Stephen does as he is instructed to do.
“Now come, darling,” I say, as I use the candle to light a cigarette. “And open the window, if you will.”
Upon climax, my spirit rises to the top of the room. Just the way it did when I was eighteen. Only this time, it does not find its way back into my body. It merges with the tree outside. The ancient tree welcomes me home.
I see Stephen through the eyes of the tree.
“Crazy bitch! Wake up!” he yells, rolling my lifeless body around on the bathroom floor. He slaps me, hard. Twice again. And a few more times, actually. “What did you do, woman? What did you do?”
He finds a note on the bed.
Stephen, it reads in a white envelope.
He opens it.
Dearest,
If you wanted to, you could call the paramedics and they would resuscitate me. But I ask a small favor from you. I ask that you do not. It is my dying wish. Report me missing in four hours so my body does not rot for too terribly long. If the police question you, show them this note. My entire estate will go to my aunt and her disabled son. I entrust you will arrange this with honesty and precision. You can have my cats, and a few thousand dollars. You can also have my pink Mercedes convertible. I think you will like it. I’m so sorry it had to be this way. I hope you find a better woman, a wife, possibly, maybe some kids. I love you. Thank you for everything.
Ps. Please stop your drug usage. See you on the other side. But don’t rush it.
Joz
He looks around the room.
“Fuck!” he yells. “Fuck!”
Then, up at me. “You… you crazy bitch,” he shakes his head.
I stare back at him. I say nothing.
“Demonic. Demons. He was right. Pa was right. Women are demons.”
Stephen finds his way to the porch and lights up another cigarette. His head is in his hands. He is crying.
“Fucking crazy bitch,” he mutters, wipes away his tears as quickly as they came, as he throws the cigarette butt off the balcony.

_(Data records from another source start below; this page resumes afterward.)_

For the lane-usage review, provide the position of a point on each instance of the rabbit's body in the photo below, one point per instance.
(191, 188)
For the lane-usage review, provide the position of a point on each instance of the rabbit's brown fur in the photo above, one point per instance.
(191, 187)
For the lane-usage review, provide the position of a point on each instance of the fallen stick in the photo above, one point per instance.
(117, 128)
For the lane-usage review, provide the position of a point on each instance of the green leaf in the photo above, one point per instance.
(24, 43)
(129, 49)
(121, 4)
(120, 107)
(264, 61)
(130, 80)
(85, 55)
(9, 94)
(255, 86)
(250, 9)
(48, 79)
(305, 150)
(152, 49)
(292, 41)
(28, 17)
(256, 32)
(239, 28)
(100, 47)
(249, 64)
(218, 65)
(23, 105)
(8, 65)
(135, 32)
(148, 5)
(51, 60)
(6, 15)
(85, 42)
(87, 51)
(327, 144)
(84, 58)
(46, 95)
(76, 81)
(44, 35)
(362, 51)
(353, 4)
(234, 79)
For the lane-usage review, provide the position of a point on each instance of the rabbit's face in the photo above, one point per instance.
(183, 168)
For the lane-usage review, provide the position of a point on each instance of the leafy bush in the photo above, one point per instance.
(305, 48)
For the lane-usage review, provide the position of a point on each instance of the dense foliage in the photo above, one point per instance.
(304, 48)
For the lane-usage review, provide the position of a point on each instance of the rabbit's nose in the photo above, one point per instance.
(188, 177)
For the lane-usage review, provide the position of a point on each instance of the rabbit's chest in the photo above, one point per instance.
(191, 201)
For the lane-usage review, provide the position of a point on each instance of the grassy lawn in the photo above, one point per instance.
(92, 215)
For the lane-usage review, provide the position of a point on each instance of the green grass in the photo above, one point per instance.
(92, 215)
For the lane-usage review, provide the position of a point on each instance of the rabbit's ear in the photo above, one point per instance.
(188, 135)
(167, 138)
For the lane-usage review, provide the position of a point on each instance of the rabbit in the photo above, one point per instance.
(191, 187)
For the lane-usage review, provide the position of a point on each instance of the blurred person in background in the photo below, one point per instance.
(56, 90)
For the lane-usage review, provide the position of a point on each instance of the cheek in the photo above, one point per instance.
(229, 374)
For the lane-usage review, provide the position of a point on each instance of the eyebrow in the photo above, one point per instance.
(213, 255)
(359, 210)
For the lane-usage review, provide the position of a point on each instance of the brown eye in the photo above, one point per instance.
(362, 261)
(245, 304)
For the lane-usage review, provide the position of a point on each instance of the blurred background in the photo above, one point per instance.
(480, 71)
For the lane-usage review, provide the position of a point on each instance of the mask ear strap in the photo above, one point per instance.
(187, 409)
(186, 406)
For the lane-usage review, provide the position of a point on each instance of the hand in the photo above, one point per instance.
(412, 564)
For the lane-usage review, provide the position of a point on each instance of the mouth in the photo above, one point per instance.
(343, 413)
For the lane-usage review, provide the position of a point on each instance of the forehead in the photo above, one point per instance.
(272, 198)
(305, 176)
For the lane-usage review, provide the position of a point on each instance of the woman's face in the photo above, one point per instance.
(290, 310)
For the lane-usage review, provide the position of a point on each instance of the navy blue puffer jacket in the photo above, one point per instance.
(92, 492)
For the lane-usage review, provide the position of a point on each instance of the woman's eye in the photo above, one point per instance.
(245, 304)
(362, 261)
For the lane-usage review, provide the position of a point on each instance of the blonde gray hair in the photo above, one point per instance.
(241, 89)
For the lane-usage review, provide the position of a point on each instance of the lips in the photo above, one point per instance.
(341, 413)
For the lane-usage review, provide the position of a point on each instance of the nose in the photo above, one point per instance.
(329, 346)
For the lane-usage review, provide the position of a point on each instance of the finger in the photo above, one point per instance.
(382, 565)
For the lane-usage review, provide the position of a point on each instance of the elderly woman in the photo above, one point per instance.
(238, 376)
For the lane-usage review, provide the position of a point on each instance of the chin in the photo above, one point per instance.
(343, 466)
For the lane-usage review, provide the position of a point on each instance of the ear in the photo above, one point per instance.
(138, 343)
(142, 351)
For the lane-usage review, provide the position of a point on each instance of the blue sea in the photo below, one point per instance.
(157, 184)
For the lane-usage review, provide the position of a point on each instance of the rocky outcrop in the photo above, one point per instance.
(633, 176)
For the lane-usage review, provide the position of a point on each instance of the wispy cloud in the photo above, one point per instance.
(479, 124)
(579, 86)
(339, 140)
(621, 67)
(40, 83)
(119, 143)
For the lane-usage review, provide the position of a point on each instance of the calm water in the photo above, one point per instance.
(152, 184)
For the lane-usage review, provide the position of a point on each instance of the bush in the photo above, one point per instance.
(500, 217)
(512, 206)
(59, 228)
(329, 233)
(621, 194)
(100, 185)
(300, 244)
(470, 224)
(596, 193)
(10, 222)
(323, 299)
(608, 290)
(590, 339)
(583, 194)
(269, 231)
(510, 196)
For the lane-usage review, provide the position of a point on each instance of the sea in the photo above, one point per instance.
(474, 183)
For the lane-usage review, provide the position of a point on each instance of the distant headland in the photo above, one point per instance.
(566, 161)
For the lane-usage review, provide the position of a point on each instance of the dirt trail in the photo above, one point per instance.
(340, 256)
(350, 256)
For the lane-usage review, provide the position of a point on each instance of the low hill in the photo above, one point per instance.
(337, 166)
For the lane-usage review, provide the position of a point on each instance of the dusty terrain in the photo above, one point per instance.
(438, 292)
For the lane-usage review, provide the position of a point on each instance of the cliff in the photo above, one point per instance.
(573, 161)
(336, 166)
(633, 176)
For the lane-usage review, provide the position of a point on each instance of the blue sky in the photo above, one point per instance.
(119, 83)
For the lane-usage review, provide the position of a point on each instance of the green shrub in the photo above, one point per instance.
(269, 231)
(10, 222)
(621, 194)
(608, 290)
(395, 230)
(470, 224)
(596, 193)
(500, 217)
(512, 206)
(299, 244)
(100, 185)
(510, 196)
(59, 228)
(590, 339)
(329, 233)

“Fucking crazy bitch,” he repeats over and over, as he makes his way down the stairs to the front door. He leaves my Mercedes keys on the rack and goes back on his motorcycle.
He rides off, and vows up and down to himself to never visit my house again. I know this because I now can sense his thoughts.
Stephen goes to Narcotics Anonymous meeting that night to try to stop thinking about me. He begins praying. Not to Jesus, like he usually half-heartedly does every time he ends up in jail somehow, this time to Allah.
Despite these deep and sudden positive character changes my death inspired within him, Stephen does not report me missing. Alas, dear reader, of course, knowing how he is, it was expected he would do that. I arranged for an automated e-mail to the local police department saying I was at risk of a suicide at 8’o-clock pm. They arrived at eight-thirty to my dead, naked body in the bathtub.
“Homicide?” one police officer asks.
“Nope. There’s a note. And look at all these cats. Just a crazy,” he shakes his head. “Hot, though. Real hot.”
Once again, just like those nights at the Oscars and the galas, flashes of cameras ensue upon my tender, young flesh.
“She was really something though, huh.”
Outside the bathroom, there is a girl on the bed that the police officers can’t see. She is about eight or nine years old. She is sleeping. She does not know she is here. I kiss her on the forehead to ensure her pleasant dreams.
In her dreams, she is a famous actress and singer. In her dreams, she is a very beautiful woman. In her dreams, she sees nothing but stars and light amyss a void of eternal, infinite darkness.